Correlation Between Clean Energy and M/I Homes
Can any of the company-specific risk be diversified away by investing in both Clean Energy and M/I Homes at the same time? Although using a correlation coefficient on its own may not help to predict future stock returns, this module helps to understand the diversifiable risk of combining Clean Energy and M/I Homes into the same portfolio, which is an essential part of the fundamental portfolio management process.
By analyzing existing cross correlation between Clean Energy Fuels and MI Homes, you can compare the effects of market volatilities on Clean Energy and M/I Homes and check how they will diversify away market risk if combined in the same portfolio for a given time horizon. You can also utilize pair trading strategies of matching a long position in Clean Energy with a short position of M/I Homes. Check out your portfolio center. Please also check ongoing floating volatility patterns of Clean Energy and M/I Homes.
Diversification Opportunities for Clean Energy and M/I Homes
0.43 | Correlation Coefficient |
Very weak diversification
The 3 months correlation between Clean and M/I is 0.43. Overlapping area represents the amount of risk that can be diversified away by holding Clean Energy Fuels and MI Homes in the same portfolio, assuming nothing else is changed. The correlation between historical prices or returns on M/I Homes and Clean Energy is a relative statistical measure of the degree to which these equity instruments tend to move together. The correlation coefficient measures the extent to which returns on Clean Energy Fuels are associated (or correlated) with M/I Homes. Values of the correlation coefficient range from -1 to +1, where. The correlation of zero (0) is possible when the price movement of M/I Homes has no effect on the direction of Clean Energy i.e., Clean Energy and M/I Homes go up and down completely randomly.
Pair Corralation between Clean Energy and M/I Homes
Assuming the 90 days horizon Clean Energy Fuels is expected to under-perform the M/I Homes. In addition to that, Clean Energy is 2.52 times more volatile than MI Homes. It trades about -0.15 of its total potential returns per unit of risk. MI Homes is currently generating about -0.16 per unit of volatility. If you would invest 13,060 in MI Homes on December 25, 2024 and sell it today you would lose (2,305) from holding MI Homes or give up 17.65% of portfolio value over 90 days.
Time Period | 3 Months [change] |
Direction | Moves Together |
Strength | Weak |
Accuracy | 100.0% |
Values | Daily Returns |
Clean Energy Fuels vs. MI Homes
Performance |
Timeline |
Clean Energy Fuels |
M/I Homes |
Clean Energy and M/I Homes Volatility Contrast
Predicted Return Density |
Returns |
Pair Trading with Clean Energy and M/I Homes
The main advantage of trading using opposite Clean Energy and M/I Homes positions is that it hedges away some unsystematic risk. Because of two separate transactions, even if Clean Energy position performs unexpectedly, M/I Homes can make up some of the losses. Pair trading also minimizes risk from directional movements in the market.

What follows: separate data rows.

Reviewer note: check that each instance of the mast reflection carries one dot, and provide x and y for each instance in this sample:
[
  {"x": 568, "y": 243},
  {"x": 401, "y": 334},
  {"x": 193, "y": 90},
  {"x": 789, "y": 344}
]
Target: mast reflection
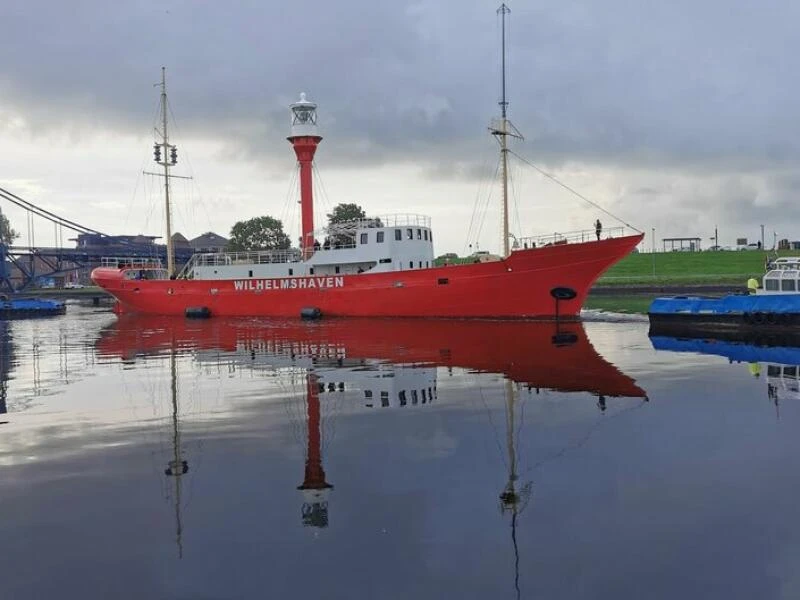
[{"x": 6, "y": 365}]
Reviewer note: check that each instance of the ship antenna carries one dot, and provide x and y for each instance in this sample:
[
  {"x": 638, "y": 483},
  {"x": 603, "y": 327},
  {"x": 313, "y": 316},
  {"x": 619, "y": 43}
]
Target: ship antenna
[
  {"x": 165, "y": 144},
  {"x": 503, "y": 128}
]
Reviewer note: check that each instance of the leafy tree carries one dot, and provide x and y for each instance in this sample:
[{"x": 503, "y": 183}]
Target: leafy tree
[
  {"x": 346, "y": 212},
  {"x": 7, "y": 235},
  {"x": 258, "y": 233}
]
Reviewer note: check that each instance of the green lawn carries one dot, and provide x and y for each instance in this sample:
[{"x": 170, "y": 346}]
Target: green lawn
[{"x": 688, "y": 267}]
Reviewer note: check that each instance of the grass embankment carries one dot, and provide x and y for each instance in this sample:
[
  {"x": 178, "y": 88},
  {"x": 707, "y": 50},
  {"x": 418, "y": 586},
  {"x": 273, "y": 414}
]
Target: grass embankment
[{"x": 689, "y": 268}]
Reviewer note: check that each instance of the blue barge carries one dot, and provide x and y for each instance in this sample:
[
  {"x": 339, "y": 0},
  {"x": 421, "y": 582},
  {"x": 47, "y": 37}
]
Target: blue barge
[
  {"x": 773, "y": 307},
  {"x": 30, "y": 307}
]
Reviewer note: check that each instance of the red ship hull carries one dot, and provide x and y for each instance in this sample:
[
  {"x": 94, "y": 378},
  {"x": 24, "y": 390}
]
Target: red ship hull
[{"x": 518, "y": 287}]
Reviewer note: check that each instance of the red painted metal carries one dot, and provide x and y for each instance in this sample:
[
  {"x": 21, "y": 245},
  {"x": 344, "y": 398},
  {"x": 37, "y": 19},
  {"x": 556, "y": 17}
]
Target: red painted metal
[
  {"x": 304, "y": 147},
  {"x": 517, "y": 287}
]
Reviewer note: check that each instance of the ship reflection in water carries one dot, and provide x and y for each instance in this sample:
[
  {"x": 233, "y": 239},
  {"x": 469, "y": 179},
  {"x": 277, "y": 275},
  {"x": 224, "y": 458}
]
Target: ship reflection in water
[
  {"x": 291, "y": 447},
  {"x": 392, "y": 362}
]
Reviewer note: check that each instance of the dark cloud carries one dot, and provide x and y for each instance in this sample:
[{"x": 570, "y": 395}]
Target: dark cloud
[{"x": 642, "y": 83}]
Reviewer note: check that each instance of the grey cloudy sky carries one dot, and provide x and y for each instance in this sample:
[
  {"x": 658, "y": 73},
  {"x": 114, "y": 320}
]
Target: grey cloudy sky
[{"x": 678, "y": 115}]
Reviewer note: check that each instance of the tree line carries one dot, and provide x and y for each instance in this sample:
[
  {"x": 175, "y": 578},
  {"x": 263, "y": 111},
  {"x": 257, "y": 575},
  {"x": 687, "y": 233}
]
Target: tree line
[
  {"x": 258, "y": 233},
  {"x": 266, "y": 233}
]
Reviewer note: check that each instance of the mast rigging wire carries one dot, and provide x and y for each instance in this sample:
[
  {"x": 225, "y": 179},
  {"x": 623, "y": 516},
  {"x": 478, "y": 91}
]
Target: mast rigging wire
[{"x": 574, "y": 192}]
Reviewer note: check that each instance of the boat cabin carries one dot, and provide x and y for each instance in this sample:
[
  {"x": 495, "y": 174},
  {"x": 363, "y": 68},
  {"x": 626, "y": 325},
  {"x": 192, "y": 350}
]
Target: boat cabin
[
  {"x": 373, "y": 245},
  {"x": 782, "y": 276},
  {"x": 136, "y": 268}
]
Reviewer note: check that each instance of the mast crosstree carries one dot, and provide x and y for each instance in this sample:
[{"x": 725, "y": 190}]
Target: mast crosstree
[
  {"x": 502, "y": 128},
  {"x": 166, "y": 155}
]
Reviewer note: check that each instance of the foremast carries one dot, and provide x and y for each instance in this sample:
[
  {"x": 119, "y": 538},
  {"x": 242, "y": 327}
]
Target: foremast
[
  {"x": 166, "y": 155},
  {"x": 502, "y": 129}
]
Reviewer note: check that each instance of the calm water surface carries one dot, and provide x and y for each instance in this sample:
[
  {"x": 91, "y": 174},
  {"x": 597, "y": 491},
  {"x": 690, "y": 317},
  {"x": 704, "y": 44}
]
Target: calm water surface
[{"x": 159, "y": 458}]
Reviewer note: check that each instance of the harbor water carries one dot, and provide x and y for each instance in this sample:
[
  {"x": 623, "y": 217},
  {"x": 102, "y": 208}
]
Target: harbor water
[{"x": 171, "y": 458}]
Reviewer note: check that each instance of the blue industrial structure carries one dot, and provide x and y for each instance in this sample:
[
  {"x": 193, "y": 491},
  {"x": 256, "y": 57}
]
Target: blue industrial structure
[{"x": 22, "y": 266}]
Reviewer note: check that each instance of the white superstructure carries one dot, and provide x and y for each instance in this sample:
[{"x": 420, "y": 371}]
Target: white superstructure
[{"x": 374, "y": 245}]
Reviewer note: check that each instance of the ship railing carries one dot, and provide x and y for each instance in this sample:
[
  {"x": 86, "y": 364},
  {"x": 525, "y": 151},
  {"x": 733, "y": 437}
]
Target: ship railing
[
  {"x": 134, "y": 262},
  {"x": 567, "y": 237},
  {"x": 396, "y": 220},
  {"x": 261, "y": 257}
]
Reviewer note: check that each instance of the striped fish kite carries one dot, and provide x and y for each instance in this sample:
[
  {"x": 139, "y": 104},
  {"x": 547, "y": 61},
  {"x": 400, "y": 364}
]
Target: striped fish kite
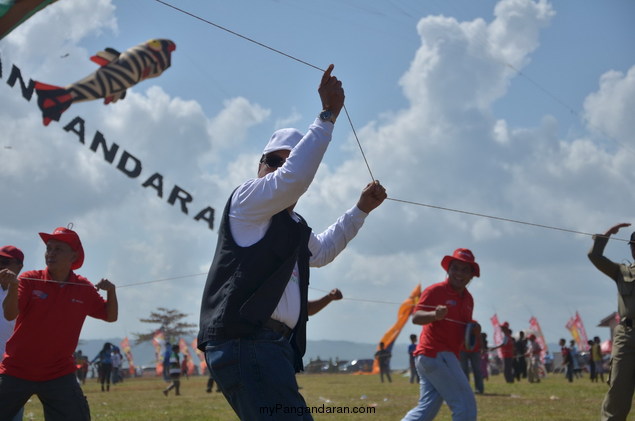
[{"x": 118, "y": 72}]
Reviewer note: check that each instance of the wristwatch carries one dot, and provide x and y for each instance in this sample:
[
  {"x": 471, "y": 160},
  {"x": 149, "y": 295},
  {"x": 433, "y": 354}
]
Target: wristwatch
[{"x": 327, "y": 115}]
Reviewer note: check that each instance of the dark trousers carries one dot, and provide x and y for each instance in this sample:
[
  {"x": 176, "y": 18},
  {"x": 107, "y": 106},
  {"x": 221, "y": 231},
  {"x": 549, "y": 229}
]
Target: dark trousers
[
  {"x": 62, "y": 398},
  {"x": 508, "y": 369}
]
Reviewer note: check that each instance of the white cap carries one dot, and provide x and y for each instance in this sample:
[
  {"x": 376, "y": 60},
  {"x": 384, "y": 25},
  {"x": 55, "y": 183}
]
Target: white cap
[{"x": 283, "y": 139}]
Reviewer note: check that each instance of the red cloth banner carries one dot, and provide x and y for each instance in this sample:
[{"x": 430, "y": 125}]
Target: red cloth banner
[
  {"x": 403, "y": 314},
  {"x": 576, "y": 327}
]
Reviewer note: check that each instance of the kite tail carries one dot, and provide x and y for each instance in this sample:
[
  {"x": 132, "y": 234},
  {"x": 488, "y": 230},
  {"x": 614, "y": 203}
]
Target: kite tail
[{"x": 53, "y": 101}]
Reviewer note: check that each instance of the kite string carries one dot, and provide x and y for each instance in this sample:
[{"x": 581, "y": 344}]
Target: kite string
[
  {"x": 118, "y": 286},
  {"x": 357, "y": 138},
  {"x": 391, "y": 303}
]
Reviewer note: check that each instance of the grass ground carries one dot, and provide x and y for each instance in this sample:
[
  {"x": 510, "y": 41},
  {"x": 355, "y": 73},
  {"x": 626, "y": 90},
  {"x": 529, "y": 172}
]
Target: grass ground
[{"x": 141, "y": 400}]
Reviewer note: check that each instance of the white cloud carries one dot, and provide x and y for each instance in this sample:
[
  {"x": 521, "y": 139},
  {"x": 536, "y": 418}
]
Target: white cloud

For example, if an entire industry or sector drops because of unexpected headlines, the short position in M/I Homes will offset losses from the drop in M/I Homes' long position.Clean Energy vs. CONTAGIOUS GAMING INC | Clean Energy vs. Addtech AB | Clean Energy vs. MOVIE GAMES SA | Clean Energy vs. UNIVERSAL MUSIC GROUP |
M/I Homes vs. ANGANG STEEL H | M/I Homes vs. Daido Steel Co | M/I Homes vs. CALTAGIRONE EDITORE | M/I Homes vs. PT Steel Pipe |
Check out your portfolio center.Note that this page's information should be used as a complementary analysis to find the right mix of equity instruments to add to your existing portfolios or create a brand new portfolio. You can also try the Alpha Finder module to use alpha and beta coefficients to find investment opportunities after accounting for the risk.